“This word for a process that leads to a solution to a problem comes from the Arabic name of a 9th century mathematician.” A few weeks ago, three contestants were presented with this question during the final round of America’s favorite quiz show, Jeopardy! Upon completion of the famous Final Jeopardy! jingle, each contestant revealed their answer with hopes of increasing their earnings and winning the game. The outcome? Every contestant had answered incorrectly, and every contestant lost thousands of dollars.
The correct answer, in proper Jeopardy! lingo of course, was “what is an algorithm?”
I could tell you that an algorithm is simply an answer to a Jeopardy! question, or a concept I had to study in order to pass my last Abstract Algebra exam. But really, “what is an algorithm?”
The Merriam-Webster dictionary defines an algorithm to be “a step-by-step procedure for solving a problem or accomplishing some end.” In a general sense an algorithm could be something as basic as a cooking recipe. A recipe is a series of instructions that when applied to a list of ingredients, creates a final product that you can eat for dinner. In a similar sense, an algorithm in data science is a series of calculations that when applied to a set of data, can help us to draw conclusions and ultimately create a mining model.
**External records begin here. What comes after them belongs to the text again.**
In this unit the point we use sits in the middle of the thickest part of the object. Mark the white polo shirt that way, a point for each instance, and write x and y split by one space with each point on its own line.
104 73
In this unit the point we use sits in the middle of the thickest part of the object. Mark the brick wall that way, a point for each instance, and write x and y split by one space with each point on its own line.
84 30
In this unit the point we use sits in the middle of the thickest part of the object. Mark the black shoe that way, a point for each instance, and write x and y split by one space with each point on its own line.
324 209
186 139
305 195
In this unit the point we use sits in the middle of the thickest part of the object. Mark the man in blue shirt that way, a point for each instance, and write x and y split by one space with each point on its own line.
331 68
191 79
When you modify the instructions of a recipe, you consequently alter the final product. The same is true for data mining algorithms; different algorithms, when applied to data, generate different results. Classification algorithms can be used to predict the outcome of a future case, by analyzing the other variables in the initial set of data. Clustering algorithms work to group cases with similar characteristics together. Association algorithms are used to create rules describing correlations between variables. The algorithms within these subgroups differ as well, each performing varying calculations on the set of data that can alter the conclusions being made.
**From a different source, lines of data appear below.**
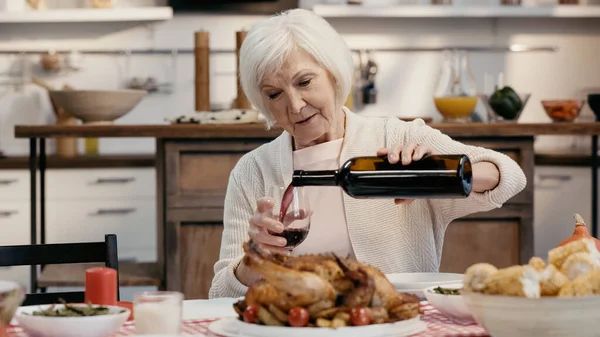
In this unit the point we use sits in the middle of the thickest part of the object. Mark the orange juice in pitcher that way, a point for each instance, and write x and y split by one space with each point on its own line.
455 108
456 94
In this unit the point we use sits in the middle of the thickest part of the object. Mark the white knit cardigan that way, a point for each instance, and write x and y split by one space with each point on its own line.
394 238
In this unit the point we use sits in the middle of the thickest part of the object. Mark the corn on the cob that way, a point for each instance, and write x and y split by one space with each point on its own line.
517 280
537 263
475 275
552 280
559 255
578 264
584 285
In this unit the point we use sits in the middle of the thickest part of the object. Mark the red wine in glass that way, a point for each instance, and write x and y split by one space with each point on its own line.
297 230
293 236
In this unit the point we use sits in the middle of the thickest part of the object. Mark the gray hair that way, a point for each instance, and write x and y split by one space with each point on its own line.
270 41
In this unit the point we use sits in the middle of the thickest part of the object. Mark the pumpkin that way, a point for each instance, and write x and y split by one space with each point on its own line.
580 232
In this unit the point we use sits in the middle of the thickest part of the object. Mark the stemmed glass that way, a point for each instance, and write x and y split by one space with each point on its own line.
296 222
We as data scientists use these algorithms to analyze data in a variety of ways by establishing patterns, making predictions, creating clusters, and so on, in attempt to find the methods that will produce the most accurate and useful results. In comparison to our recipe example, we are providing the ingredients (the data) and are then testing a number of recipes (algorithms) to find the one that produces the most delicious meal.